Kerby Anderson
Most left-leaning economists cannot understand why American consumers are complaining when many economic indicators are positive. One of those individuals is Paul Krugman, a Nobel-prize-winning columnist for the New York Times.
He argued in a previous column that inflation was not a problem and used his recent trip to the grocery store to prove it. “Now, I go grocery shopping myself, and am occasionally startled by the total at the cash register—although that’s usually because I wasn’t factoring in the price of that bottle of scotch I picked up along with the meat and vegetables.” He did admit that he had “no idea” what he paid for the same groceries a few years ago.

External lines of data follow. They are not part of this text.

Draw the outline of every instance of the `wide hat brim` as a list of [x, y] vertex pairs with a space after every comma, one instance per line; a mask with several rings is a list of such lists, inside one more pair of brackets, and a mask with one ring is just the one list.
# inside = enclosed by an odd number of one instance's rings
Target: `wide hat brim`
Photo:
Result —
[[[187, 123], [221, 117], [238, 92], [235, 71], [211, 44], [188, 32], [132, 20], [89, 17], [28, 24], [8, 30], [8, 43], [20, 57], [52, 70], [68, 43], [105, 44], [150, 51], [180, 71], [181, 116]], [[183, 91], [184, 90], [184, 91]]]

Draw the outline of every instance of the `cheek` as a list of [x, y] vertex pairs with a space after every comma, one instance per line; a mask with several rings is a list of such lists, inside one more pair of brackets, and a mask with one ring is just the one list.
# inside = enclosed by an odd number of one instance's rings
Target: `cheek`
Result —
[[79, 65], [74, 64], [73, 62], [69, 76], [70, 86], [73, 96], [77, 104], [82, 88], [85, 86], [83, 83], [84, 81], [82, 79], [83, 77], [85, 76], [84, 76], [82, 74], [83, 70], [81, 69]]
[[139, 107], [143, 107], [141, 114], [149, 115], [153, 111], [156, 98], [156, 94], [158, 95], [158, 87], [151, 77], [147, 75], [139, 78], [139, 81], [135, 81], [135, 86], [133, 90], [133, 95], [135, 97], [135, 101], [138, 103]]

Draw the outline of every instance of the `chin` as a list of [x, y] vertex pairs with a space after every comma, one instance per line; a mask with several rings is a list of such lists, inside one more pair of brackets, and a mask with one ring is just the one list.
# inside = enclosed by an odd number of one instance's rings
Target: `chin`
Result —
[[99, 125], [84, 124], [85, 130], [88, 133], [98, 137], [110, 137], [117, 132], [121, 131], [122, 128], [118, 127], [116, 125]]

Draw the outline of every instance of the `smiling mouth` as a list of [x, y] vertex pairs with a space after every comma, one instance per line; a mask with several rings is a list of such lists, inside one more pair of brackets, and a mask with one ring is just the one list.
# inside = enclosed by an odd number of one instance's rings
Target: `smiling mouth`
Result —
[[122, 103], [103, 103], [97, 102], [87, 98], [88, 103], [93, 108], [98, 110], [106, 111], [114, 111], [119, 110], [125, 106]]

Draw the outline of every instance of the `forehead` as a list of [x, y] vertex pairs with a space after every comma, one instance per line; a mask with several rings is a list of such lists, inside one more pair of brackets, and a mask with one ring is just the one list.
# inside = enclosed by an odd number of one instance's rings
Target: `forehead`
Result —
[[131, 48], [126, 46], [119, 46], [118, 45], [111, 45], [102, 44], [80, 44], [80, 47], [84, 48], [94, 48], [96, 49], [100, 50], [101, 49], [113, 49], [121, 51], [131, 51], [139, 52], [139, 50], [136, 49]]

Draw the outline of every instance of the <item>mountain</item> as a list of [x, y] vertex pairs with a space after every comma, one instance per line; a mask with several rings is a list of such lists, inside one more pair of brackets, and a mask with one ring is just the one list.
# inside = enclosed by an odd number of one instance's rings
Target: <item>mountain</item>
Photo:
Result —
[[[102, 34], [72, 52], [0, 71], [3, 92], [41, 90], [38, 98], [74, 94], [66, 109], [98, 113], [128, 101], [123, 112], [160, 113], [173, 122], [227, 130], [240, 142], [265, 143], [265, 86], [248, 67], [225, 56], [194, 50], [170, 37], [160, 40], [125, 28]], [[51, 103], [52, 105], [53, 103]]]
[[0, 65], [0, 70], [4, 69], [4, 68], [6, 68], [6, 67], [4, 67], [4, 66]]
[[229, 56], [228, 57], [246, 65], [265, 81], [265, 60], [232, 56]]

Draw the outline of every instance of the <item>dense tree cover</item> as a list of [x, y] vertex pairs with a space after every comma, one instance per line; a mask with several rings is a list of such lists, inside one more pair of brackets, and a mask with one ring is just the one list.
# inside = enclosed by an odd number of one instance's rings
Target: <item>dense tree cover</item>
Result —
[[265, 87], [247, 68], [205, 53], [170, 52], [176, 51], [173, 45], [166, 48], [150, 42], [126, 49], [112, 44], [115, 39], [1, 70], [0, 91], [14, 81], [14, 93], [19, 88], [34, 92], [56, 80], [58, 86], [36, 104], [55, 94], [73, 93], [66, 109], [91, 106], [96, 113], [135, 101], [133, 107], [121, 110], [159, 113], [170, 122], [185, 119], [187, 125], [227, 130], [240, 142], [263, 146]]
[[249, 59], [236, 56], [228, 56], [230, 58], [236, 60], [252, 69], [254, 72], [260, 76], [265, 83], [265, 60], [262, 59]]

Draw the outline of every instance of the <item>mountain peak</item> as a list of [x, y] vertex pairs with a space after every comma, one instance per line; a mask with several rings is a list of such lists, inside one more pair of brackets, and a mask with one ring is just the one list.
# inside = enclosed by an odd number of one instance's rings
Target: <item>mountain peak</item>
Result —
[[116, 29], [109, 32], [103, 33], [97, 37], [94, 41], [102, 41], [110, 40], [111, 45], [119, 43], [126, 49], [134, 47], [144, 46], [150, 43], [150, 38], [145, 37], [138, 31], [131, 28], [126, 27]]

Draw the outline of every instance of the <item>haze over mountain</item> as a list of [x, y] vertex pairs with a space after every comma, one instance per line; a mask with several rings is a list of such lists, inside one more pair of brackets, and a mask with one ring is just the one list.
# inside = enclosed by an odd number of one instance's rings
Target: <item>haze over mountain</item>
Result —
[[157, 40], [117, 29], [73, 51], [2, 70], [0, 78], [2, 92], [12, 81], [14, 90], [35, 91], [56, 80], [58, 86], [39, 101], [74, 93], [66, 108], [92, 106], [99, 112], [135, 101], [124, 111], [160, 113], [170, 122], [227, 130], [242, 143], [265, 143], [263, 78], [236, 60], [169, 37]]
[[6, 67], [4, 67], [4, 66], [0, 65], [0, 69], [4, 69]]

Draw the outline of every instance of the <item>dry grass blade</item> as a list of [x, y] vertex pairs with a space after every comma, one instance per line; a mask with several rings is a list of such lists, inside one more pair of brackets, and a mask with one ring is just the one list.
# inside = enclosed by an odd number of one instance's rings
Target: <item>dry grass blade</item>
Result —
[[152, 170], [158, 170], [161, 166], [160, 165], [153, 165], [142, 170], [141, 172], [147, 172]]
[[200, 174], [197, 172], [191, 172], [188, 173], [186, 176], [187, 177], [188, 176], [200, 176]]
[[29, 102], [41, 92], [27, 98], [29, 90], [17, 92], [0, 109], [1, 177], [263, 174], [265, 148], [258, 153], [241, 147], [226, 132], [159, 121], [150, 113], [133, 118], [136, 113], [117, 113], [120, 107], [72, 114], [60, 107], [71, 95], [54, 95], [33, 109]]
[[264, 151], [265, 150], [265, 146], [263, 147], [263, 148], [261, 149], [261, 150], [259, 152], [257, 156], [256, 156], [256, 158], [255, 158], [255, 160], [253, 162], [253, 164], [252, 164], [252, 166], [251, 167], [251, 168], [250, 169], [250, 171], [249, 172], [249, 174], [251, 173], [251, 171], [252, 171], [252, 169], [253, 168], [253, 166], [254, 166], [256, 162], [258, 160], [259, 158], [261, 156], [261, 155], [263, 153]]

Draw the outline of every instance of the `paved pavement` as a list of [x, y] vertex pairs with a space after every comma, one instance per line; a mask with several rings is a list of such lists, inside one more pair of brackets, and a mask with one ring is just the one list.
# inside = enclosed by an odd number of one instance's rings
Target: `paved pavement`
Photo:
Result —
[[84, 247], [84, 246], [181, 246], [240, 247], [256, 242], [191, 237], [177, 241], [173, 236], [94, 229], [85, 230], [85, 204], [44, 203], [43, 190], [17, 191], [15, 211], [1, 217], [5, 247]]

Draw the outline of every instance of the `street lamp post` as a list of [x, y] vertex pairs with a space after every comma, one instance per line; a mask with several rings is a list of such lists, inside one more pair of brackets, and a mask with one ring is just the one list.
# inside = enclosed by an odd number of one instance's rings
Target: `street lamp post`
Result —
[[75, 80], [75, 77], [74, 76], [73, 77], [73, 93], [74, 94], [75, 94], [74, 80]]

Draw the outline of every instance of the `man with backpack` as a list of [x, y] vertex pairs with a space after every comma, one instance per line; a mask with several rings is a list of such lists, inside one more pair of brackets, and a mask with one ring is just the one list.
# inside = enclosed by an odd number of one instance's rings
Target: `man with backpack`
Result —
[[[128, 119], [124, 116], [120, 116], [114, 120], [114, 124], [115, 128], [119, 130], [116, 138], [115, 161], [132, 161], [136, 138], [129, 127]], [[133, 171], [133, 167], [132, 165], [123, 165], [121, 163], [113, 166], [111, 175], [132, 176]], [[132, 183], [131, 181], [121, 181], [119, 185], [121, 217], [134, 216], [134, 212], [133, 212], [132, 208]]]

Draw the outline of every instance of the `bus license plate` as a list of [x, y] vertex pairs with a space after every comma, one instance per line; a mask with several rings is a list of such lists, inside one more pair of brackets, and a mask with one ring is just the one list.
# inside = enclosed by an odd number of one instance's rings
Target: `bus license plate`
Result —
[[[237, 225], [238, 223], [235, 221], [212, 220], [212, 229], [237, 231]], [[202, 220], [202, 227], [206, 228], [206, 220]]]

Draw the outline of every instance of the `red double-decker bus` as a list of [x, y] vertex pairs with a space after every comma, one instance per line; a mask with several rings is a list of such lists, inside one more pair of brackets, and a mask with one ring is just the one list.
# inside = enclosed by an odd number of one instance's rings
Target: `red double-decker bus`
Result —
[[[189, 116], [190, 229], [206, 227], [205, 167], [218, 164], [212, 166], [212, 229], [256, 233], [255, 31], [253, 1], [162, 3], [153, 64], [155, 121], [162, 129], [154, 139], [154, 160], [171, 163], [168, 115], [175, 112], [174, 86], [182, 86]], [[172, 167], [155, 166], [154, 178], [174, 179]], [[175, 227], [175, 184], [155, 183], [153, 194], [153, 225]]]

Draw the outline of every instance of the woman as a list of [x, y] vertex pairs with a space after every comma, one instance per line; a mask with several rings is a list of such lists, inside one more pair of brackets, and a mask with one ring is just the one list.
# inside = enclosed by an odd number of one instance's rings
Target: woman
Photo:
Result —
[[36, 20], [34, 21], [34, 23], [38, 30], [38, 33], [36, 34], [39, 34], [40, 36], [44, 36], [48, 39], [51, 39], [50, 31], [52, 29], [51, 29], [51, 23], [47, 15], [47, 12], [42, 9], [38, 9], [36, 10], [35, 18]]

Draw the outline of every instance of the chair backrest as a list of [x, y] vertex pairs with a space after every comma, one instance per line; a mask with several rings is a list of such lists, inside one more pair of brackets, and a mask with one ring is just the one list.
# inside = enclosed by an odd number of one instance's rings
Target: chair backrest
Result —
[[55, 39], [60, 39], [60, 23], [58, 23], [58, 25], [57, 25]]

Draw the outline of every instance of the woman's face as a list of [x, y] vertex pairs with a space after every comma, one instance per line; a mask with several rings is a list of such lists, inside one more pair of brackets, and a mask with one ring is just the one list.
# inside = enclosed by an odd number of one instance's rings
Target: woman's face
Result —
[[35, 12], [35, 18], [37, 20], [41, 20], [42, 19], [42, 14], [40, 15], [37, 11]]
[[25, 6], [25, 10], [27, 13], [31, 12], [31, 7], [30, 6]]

Michael Powell, writing in The Atlantic, uses this story to illustrate the growing chasm between liberal economists and American consumers. Economists point to low unemployment and a cooling inflation rate (though the consumer price index was 3.5 percent higher in March than a year ago).
Meanwhile, consumers see higher prices just about everywhere they look. The consumer price index for food rose 25 percent from 2019 to 2023. Gas prices have gone up 50 percent in the past four years. Fuel-oil prices jumped by more than half in the same period. Home prices have gone up nearly 50 percent nationwide since the start of the pandemic.
Paul Krugman has an answer for Americans: “Maybe my message here sounds like Obi-Wan Kenobi in reverse: Look, don’t trust your feelings.” Michael Powell responds that Americans would be “wiser to trust their feelings and checking accounts than to rely on liberal economists riffing as Jedi masters.” That is why there is such a gap between liberal economists and American consumers.